Study of the Safety and Efficacy of Ruxolitinib Cream for Non-Sclerotic Chronic Cutaneous Graft-Versus-Host Disease

NCT ID: NCT03954236

Last Updated: 2024-04-11

Basic Information

• Recruitment Status: COMPLETED
• Clinical Phase: PHASE2
• Total Enrollment: 24 participants
• Study Classification: INTERVENTIONAL
• Study Start Date: 2019-05-14
• Study Completion Date: 2024-03-05

Brief Summary

The purpose of this study is to compare the safety and effects of ruxolitinib 1.5% cream with those of standard moisturizers in people with non-sclerotic chronic cutaneous GVHD.

Conditions

Non-sclerotic Cutaneous Chronic Graft-versus-host Disease

Study Design

• Allocation Method: RANDOMIZED
• Intervention Model: PARALLEL
• Primary Study Purpose: TREATMENT
• Blinding Strategy: DOUBLE

Study Groups

topical ruxolitinib BID to left side of face/body

And topical moisturizer BID to right side of face/body.

Group Type: EXPERIMENTAL

topical ruxolitinib 1.5% cream

Intervention Type: DRUG

Patients will be prescribed twice daily use of topical ruxolitinib 1.5% cream (randomized half of face/body) to a maximum of 20% BSA on each side for 28 ± 3 days. Topical ruxolitinib will be provided as topical cream. At the end of the 28 ± 3 days study visit, patients will remain blinded to treatment arms. After trial completion (day 28 ± 3 days), all patients will be offered repeated treatment cycle with topical ruxolitinib or standard of care therapy.

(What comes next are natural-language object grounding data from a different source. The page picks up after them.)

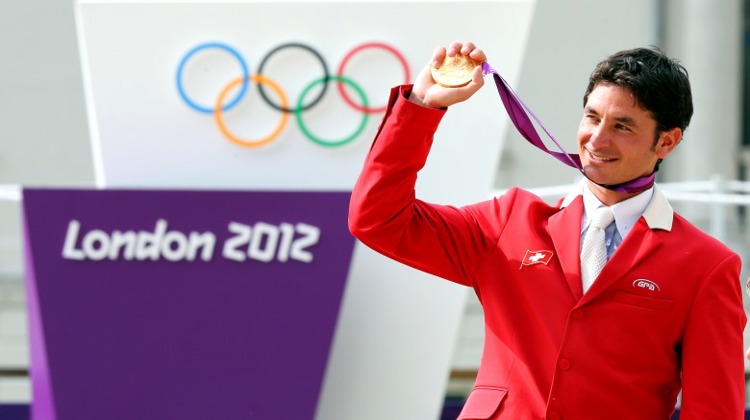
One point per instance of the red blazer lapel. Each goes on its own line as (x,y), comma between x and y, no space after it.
(640,242)
(565,231)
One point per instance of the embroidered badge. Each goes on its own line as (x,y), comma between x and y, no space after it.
(646,284)
(536,257)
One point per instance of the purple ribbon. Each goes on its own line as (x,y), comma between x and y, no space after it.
(519,114)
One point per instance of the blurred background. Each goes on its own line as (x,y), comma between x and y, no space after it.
(45,139)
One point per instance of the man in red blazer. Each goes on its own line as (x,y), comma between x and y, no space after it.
(665,314)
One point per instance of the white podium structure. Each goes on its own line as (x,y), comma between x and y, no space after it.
(287,96)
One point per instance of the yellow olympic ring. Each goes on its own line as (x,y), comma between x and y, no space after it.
(251,143)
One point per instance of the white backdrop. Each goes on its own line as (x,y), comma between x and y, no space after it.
(397,329)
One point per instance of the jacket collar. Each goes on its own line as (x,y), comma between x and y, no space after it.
(658,214)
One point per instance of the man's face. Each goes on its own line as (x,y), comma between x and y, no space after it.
(616,137)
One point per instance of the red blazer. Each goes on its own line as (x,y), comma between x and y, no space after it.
(665,315)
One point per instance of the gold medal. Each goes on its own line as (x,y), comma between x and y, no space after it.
(455,71)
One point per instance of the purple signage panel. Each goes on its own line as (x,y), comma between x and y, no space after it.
(152,304)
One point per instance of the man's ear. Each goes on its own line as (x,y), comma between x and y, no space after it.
(668,140)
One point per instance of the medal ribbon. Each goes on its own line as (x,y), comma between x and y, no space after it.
(519,114)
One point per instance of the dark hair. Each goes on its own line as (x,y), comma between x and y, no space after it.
(659,84)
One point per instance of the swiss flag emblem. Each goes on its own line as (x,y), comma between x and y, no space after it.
(537,257)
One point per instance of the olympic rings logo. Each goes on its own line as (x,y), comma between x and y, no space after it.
(241,84)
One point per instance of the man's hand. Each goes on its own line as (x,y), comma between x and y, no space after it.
(427,92)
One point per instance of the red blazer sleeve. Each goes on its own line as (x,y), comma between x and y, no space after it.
(712,353)
(385,214)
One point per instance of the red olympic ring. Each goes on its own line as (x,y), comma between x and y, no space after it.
(350,54)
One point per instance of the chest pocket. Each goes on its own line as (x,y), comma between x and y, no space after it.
(657,304)
(483,403)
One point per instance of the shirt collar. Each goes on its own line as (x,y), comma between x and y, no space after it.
(651,204)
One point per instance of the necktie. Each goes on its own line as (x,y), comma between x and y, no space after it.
(594,251)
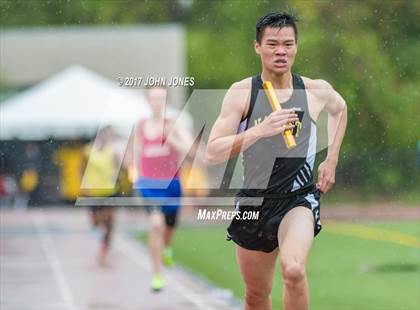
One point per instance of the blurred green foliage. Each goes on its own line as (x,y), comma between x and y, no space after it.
(368,50)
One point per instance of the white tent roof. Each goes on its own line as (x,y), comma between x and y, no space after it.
(71,104)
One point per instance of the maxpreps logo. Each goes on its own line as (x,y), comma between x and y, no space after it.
(219,214)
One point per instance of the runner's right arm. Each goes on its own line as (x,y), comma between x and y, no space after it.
(224,142)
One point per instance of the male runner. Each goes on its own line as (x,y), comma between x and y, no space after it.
(289,214)
(99,178)
(159,145)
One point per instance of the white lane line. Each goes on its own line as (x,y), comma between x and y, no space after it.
(44,238)
(131,251)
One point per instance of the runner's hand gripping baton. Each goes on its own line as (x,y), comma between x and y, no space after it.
(275,106)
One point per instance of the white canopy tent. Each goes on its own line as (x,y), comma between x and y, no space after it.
(72,104)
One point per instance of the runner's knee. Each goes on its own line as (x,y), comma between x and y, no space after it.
(156,222)
(256,295)
(293,273)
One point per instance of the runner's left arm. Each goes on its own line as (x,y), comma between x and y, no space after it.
(336,108)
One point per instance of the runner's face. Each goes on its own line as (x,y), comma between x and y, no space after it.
(157,100)
(277,49)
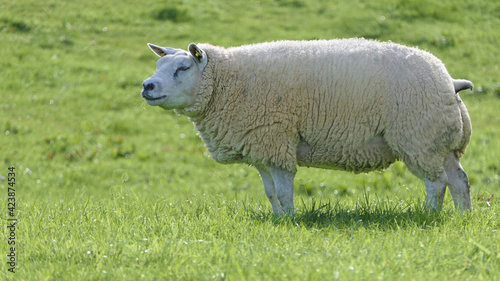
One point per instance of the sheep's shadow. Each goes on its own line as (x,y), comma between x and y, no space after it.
(382,215)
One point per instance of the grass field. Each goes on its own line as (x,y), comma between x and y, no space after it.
(107,188)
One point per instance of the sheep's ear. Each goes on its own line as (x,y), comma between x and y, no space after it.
(161,51)
(198,54)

Topical vehicle/moisturizer cream

Intervention Type: OTHER

Patients will be prescribed twice daily use of vehicle/moisturizer (for contralateral side of face/body) to a maximum of 20% BSA on each side for 28 ± 3 days.At the end of the 28 ± 3 days study visit, patients will remain blinded to treatment arms. After trial completion (day 28 ± 3 days), all patients will be offered repeated treatment cycle with topical ruxolitinib or standard of care therapy.

topical ruxolitinib BID to right side of face/body

And topical moisturizer BID to left side of face/body.

Group Type: EXPERIMENTAL

topical ruxolitinib 1.5% cream

Intervention Type: DRUG

Patients will be prescribed twice daily use of topical ruxolitinib 1.5% cream (randomized half of face/body) to a maximum of 20% BSA on each side for 28 ± 3 days. Topical ruxolitinib will be provided as topical cream. At the end of the 28 ± 3 days study visit, patients will remain blinded to treatment arms. After trial completion (day 28 ± 3 days), all patients will be offered repeated treatment cycle with topical ruxolitinib or standard of care therapy.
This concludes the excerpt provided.